Publications like The New York Times, Deutsche Welle, The Guardian, and others have also covered the shaman’s adventures. The New York Times says the authorities initially ignored Gabyshev as a “harmless crank,” but he grew “into a threat as he gathered a growing band of followers and nationwide publicity for his quixotic mission.”

Gabyshev was soon released from the mental ward, but the authorities then opened an extremism case against him

By the afternoon of September 20, Evgeny Rostokin (one of the shaman’s associates) announced on YouTube that Gabyshev had been pronounced mentally competent and released from the hospital. The shaman later said that he was feeling good, and explained that he’d suffered “no human rights violations” while in state custody.

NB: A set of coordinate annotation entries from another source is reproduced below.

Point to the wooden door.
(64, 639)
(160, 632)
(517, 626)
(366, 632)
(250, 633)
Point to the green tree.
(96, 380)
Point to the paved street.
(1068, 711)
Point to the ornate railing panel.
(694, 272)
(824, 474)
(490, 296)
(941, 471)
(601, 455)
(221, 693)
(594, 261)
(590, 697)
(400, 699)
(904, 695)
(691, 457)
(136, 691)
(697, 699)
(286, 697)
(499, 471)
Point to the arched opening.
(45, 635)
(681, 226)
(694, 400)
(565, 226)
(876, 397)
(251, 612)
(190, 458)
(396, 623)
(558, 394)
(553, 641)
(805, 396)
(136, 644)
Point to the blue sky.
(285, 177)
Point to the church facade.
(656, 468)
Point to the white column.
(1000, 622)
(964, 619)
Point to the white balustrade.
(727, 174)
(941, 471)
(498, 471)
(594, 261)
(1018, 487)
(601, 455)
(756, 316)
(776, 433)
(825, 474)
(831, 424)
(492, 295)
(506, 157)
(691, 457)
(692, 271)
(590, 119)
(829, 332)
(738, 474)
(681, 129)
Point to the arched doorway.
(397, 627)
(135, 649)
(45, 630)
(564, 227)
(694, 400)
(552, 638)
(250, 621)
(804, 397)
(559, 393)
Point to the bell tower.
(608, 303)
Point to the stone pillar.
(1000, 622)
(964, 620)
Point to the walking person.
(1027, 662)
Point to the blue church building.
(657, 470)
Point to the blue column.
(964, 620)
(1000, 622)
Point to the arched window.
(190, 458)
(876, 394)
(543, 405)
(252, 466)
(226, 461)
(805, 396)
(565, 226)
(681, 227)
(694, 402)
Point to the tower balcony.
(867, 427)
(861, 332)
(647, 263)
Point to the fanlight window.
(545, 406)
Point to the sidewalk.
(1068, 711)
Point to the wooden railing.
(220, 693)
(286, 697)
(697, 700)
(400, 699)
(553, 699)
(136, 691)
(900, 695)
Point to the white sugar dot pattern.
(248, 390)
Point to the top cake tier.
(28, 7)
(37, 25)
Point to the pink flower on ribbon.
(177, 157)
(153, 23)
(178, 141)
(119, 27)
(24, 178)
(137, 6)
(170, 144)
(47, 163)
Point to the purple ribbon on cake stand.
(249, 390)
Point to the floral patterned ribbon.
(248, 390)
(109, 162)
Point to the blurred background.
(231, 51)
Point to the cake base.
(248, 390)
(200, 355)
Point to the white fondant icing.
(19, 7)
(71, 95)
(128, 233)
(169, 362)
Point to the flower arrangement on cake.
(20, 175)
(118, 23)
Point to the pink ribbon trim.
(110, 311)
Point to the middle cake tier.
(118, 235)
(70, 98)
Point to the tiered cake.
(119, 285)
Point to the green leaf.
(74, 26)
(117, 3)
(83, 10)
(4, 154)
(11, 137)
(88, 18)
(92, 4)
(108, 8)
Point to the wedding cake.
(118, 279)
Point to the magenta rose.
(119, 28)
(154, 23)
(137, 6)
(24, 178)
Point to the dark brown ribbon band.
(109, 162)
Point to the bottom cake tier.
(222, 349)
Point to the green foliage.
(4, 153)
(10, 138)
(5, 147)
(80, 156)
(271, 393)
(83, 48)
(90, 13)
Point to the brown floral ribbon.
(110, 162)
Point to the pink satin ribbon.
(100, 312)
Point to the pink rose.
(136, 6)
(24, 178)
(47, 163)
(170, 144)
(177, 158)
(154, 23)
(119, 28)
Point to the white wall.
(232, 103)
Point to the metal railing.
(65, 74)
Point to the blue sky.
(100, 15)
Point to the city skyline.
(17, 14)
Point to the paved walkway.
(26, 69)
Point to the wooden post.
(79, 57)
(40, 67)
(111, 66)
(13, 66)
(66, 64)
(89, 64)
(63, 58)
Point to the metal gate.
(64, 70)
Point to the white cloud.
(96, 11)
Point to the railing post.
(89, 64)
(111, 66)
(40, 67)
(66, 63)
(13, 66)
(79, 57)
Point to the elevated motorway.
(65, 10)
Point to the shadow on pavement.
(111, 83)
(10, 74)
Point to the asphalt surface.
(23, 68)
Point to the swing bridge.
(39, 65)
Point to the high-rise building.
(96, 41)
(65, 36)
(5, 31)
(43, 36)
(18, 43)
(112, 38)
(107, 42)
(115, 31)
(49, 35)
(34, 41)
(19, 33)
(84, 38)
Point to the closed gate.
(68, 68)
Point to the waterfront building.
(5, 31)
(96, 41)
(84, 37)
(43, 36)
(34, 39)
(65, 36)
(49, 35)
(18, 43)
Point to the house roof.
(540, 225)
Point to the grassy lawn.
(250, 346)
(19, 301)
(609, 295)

He says he was examined by psychiatrists and then questioned by an investigator — “all within the rule of law.” 

After the shaman’s release, Open Russia’s human rights initiative reported that Gabyshev is being investigated for extremism. Expert testimony allegedly claims that his public remarks contain “incitements to violent acts against President Vladimir Putin.” Officials say the shaman made these statements “verbally at an unknown location.”

In a video interview after he went free on Friday, Gabyshev said he now plans to “rest” in Yakutsk with his relatives, before dealing with the “investigative and judicial actions.” He also encouraged his followers to “relax,” while he deals with the criminal charges, and he even told supporters to return to their homes, asking them not to continue the trek to Moscow without him.

Not everyone appears to have received this message, however. One of the shaman’s supporters who identified himself as Dmitry told Meduza that Gabyshev only advised rest for those who are too tired to keep walking to Moscow. “We’re staying on the path, of course,” he said.